Au moins son adresse ne fut pas perdue. Le dessert n’était pas servi, que déjà Pascal avait séduit le père d’Antoinette. Au café, la conquête était achevée.
M. Gerbeau, fabricant très habile, était un fort médiocre connaisseur en maisons. Or, depuis dix-huit mois, il se trouvait à la tête d’une assez mauvaise affaire. Saisi tout à coup de la passion de bâtir, passion qui a troublé la cervelle de tant de pauvres rentiers, il avait eu la fâcheuse idée de vendre des propriétés qu’il avait en Saintonge, pour acheter des terrains à Paris. Sur ces terrains, acquis de seconde main, et fort cher, il avait eu l’idée non moins malheureuse de faire bâtir.
Une maison en construction, pour qui n’est pas initié, est une véritable bouteille à l’encre: impossible de rien voir aux dépenses. Voilà où en était M. Gerbeau. Il comprenait instinctivement qu’on le pillait, mais qui? mais comment? Il était sérieusement inquiet, parce qu’il savait vaguement qu’il en est de la spéculation comme de l’engrenage d’une machine: qu’on laisse s’engager un doigt sous la roue, il faut bientôt couper le bras, si on ne veut pas que le corps suive le doigt. Dans la spéculation, un billet de banque attire l’autre, une fortune est vite à sa fin.

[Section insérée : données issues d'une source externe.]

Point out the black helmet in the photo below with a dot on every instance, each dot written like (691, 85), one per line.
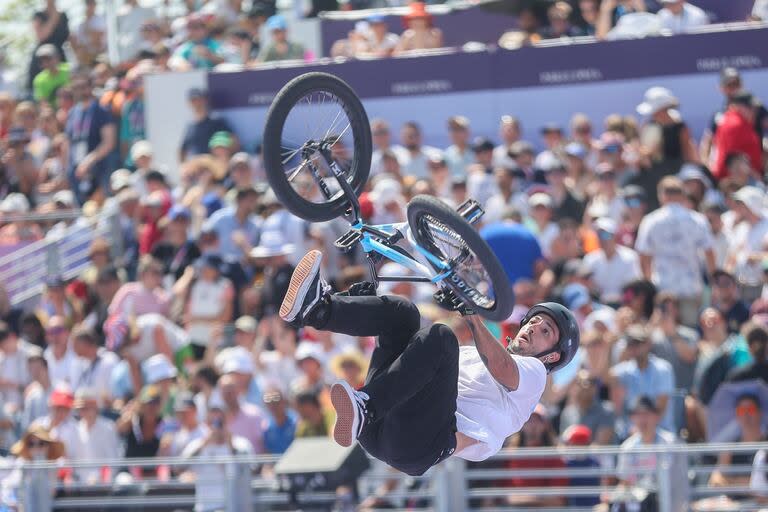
(568, 343)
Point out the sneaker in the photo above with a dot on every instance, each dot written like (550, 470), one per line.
(305, 290)
(351, 412)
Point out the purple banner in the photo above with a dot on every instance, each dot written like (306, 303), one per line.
(502, 69)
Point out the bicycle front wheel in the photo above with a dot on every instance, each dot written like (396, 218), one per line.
(477, 277)
(315, 116)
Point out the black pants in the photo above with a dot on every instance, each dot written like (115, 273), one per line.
(412, 380)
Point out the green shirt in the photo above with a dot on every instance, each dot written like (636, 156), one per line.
(46, 83)
(269, 53)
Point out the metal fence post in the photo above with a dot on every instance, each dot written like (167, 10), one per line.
(450, 486)
(663, 483)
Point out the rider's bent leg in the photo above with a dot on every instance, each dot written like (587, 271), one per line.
(415, 398)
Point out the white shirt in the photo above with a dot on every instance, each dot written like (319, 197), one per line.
(66, 370)
(691, 17)
(747, 239)
(98, 442)
(610, 275)
(485, 410)
(674, 236)
(97, 374)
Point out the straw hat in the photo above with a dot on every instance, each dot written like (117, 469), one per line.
(21, 448)
(205, 161)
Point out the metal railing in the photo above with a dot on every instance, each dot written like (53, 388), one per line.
(453, 486)
(63, 252)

M. Gerbeau conta sa mésaventure à Pascal, et Pascal lui promit de le tirer de là, en faisant la part au feu, s’il le fallait absolument, mais en la faisant aussi petite que possible.
Il tint parole, et après huit jours de courses, de démarches, de calculs du jeune ingénieur, le fabricant put voir clair dans son affaire. Cette petite expérience lui coûtait soixante mille francs net. Il entrevit non sans frémir la profondeur du gouffre où il avait failli être précipité. Il comprit que sans Pascal il était peut-être ruiné: sa reconnaissance fut grande.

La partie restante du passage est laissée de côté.